Isaac Willard was instead handed 75 days of house arrest and ordered to pay more than $6,600 in restitution to cover his victim’s medical expenses.

Willard, 23, had no criminal record on April 17, when he went to a Chase pub with friends to watch a playoff hockey game.

Crown prosecutor Monica Fras said Willard’s then-girlfriend showed up at about 11 p.m., noting the pair stayed until the pub closed at 1 a.m.

Walking to Willard’s home, Fras said, the former hockey star became irritable during normal conversation. Fras said he began repeating himself and then told his girlfriend to “f–k off.”

She began trailing him as they walked, court heard, until he turned around and grabbed her by the hair, forcing her to the ground.

Willard held her on the ground, punching her in the face and kicking her in the ribs. A neighbour heard the woman’s screams and called 911.

Fras said the victim was left with injuries to her nose and right ear, as well as several broken teeth.

Defence lawyer Don Campbell said Willard played hockey at a high level since the age of eight and began abusing alcohol as a teenager.

For his part, Willard apologized.

“I’m sorry to her and the family,” he said, not turning to face the victim and her relatives seated in the first row of the Kamloops courtroom gallery on Thursday.

“I don’t know what happened. She’s a really good person and I really messed up.”

Provincial court Judge Stephen Harrison called the attack “shocking” and had harsh words for Willard.

“It was a particularly nasty assault that you embarked on for no reason,” he said.

“It turns out that the only thing she shouldn’t have been doing was being in your presence — but she didn’t know that, did she?”

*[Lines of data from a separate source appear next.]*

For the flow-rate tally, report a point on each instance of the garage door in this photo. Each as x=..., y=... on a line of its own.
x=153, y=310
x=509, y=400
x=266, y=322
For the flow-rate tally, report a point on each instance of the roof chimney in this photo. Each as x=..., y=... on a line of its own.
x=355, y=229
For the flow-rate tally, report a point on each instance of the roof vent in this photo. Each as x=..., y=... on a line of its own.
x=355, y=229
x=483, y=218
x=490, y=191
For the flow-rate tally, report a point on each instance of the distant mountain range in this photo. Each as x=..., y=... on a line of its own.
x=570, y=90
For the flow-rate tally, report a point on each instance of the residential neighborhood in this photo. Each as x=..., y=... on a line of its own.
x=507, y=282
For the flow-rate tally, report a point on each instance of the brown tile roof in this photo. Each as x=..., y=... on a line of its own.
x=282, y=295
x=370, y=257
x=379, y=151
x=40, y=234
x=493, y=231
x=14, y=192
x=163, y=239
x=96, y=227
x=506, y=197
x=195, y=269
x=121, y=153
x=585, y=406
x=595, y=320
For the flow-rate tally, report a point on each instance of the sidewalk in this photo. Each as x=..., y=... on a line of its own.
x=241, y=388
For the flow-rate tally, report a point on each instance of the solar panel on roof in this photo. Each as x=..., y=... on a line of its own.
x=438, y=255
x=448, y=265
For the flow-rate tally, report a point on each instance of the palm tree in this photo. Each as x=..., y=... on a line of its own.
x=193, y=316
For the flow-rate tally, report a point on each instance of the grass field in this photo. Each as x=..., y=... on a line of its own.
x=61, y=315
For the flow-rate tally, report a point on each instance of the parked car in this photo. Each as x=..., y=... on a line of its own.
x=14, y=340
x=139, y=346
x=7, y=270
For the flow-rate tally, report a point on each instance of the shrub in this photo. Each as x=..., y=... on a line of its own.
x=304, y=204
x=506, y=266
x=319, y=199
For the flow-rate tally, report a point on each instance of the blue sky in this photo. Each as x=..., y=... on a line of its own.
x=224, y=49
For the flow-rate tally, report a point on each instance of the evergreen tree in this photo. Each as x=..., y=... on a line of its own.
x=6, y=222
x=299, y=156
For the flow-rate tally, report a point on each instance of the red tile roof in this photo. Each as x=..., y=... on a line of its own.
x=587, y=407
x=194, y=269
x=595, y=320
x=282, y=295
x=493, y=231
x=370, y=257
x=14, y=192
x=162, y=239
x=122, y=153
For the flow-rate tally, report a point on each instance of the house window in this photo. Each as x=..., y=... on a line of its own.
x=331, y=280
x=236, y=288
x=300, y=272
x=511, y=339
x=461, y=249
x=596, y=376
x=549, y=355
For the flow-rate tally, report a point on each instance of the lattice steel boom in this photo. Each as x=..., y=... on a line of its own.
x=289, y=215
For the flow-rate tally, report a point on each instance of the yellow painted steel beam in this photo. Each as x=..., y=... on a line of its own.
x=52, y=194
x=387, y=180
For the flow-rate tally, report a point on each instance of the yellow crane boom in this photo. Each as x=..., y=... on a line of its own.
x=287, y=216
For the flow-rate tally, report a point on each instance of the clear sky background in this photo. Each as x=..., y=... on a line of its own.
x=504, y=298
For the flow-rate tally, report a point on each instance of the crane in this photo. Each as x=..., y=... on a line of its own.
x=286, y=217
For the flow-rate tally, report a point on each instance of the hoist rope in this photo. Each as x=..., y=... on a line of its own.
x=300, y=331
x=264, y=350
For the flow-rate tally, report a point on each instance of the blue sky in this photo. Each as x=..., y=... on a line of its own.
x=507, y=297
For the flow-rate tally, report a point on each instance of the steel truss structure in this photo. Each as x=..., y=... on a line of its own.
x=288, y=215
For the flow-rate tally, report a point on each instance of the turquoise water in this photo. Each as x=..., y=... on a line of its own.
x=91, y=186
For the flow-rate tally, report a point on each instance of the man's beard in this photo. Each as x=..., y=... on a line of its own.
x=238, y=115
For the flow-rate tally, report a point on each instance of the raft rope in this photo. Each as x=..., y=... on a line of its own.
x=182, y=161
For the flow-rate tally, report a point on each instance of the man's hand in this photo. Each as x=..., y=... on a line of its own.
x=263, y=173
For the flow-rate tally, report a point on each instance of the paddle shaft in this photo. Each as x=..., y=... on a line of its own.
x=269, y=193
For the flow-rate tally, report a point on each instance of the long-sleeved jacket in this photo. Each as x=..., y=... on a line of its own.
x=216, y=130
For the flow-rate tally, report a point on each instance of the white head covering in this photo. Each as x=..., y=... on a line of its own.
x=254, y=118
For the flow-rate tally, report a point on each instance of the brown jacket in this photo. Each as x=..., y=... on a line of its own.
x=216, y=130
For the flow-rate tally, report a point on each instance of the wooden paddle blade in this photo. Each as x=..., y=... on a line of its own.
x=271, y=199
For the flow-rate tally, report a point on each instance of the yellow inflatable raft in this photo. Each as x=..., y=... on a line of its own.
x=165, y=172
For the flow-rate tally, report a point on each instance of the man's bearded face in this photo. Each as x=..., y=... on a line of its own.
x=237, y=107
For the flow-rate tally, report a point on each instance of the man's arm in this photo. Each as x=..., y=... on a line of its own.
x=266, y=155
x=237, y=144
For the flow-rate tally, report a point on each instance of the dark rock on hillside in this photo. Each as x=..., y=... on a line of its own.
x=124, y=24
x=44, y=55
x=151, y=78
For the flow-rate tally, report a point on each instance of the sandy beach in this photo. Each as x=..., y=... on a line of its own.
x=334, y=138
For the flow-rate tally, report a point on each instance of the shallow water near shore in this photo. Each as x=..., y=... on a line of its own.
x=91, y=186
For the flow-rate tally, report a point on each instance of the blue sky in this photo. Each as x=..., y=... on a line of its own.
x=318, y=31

Harrison sentenced Willard to 75 days of house arrest, followed by an 18-month probation term with orders barring him from having contact with the victim and from consuming alcohol.

In addition, Willard was ordered to pay $6,600 in restitution and to submit a sample of his DNA to a national criminal database. He will also be bound by a 10-year firearms ban.

Willard played with the Chase Heat in the Kootenay International Junior Hockey League in the 2011-2012 season, amassing 16 points and 28 penalty minutes in 36 games. He also played one game for the Chase Chiefs, the Heat’s predecessor, in the 2009-2010 KIJHL season.